- Associated Press - Sunday, July 6, 2014

FORT WAYNE, Ind. (AP) - A pair of Fort Wayne entrepreneurs knows they can get the featherweight helicopters they build off the ground; now they’re trying to do the same with a photography business that rides on the same small vehicles.

Brendan Keen of Fort Wayne and Nathan Jackson of New Haven started tinkering with remote controlled helicopters — more commonly called UAVs, for unmanned aerial vehicles, or drones — more than a year ago. Now they’ve invested about $2,500 in building a 5-pound, six-rotor model that can carry a GoPro camera hundreds of feet in the air (they never fly it higher than 150 meters, Keen explained) for flights lasting up to 10 minutes.

In the month or so that they’ve made a hard push to turn UAV photography into a going business, they’ve shot photos for clients of homes for sale, horses, even an outdoor festival.

The business partners, both 24, say their main advantage over traditional aerial photography is price. They tell The News-Sentinel (https://bit.ly/1rcrMZ8 ) that most assignments could be done for $150 to $200.

They don’t need a pilot and a photographer, and they don’t need to buy or rent a full-size aircraft and buy aviation fuel to pursue their photography. The helicopter they’re currently using (like most small UAVs) runs on a small, rechargeable battery.

What might seem to be a limitation actually works as an advantage, Keen said. Limiting their altitude to no more than 150 meters for safety reasons gives them a tighter, closer perspective on their subjects that conventional aerial photography offers.

“Any aircraft flying as low as we’re flying is in serious trouble,” Keen noted.

Keen and Jackson are navigating some dense regulatory murk with their business. The Federal Aviation Administration has claimed authority to regulate UAVs as model aircraft. That entails a lot of regulations, such as a prohibition on using them for commercial purposes.

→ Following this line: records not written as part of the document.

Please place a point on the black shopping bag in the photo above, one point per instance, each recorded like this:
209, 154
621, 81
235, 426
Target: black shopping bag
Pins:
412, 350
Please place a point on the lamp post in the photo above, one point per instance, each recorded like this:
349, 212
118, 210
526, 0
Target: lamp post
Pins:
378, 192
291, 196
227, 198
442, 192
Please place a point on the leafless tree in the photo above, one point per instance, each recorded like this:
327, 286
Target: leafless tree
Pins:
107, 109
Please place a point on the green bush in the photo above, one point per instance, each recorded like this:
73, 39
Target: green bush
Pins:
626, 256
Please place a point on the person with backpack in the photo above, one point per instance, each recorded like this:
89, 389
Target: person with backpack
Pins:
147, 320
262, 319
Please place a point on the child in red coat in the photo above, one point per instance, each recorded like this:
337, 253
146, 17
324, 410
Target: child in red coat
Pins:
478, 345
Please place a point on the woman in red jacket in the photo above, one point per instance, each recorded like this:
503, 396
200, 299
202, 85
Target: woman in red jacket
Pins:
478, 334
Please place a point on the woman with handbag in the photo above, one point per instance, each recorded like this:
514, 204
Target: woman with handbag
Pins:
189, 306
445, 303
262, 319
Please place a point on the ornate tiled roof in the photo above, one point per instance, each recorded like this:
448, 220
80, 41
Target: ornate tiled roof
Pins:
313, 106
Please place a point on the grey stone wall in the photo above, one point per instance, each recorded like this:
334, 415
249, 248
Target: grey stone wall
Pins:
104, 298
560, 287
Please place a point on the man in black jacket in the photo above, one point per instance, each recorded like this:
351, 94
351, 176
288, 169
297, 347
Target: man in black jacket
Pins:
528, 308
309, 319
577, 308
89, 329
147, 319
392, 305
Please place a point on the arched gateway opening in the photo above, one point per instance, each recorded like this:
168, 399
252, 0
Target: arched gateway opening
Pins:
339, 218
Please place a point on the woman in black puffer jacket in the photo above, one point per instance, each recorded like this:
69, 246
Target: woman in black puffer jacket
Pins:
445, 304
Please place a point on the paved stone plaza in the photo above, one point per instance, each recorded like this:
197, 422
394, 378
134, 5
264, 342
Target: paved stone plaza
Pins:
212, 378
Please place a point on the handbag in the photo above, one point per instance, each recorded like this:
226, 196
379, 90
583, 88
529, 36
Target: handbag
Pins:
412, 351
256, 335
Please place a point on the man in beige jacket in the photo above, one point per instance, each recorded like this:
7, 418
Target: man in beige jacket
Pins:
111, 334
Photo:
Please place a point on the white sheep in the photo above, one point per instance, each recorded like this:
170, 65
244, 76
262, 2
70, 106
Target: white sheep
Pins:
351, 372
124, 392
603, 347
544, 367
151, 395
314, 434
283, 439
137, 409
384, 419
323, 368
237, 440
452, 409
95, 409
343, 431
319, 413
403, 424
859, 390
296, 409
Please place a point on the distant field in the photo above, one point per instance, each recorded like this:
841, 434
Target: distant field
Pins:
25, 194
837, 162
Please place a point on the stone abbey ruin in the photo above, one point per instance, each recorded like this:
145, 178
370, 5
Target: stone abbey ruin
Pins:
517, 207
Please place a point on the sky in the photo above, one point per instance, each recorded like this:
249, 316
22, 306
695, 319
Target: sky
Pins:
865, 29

What’s changed most recently is that earlier this year, an administrative law judge said the FAA could not slap a fine on a photographer using a UAV to shoot photos for a client.

Judge Patrick Geraghty, who reviews cases with the National Transportation Safety Board, pointed out numerous contradictions in FAA policy concerned aircraft, model aircraft and UAVs. At the same time, the FAA has authorized a commercial use of drones — BP will use them to inspect pipelines — and a number of sites for more experimentation with commercial use of drones.

“It isn’t a safety issue,” Keen said. “Safety is definitely our top priority. It’s a control issue.”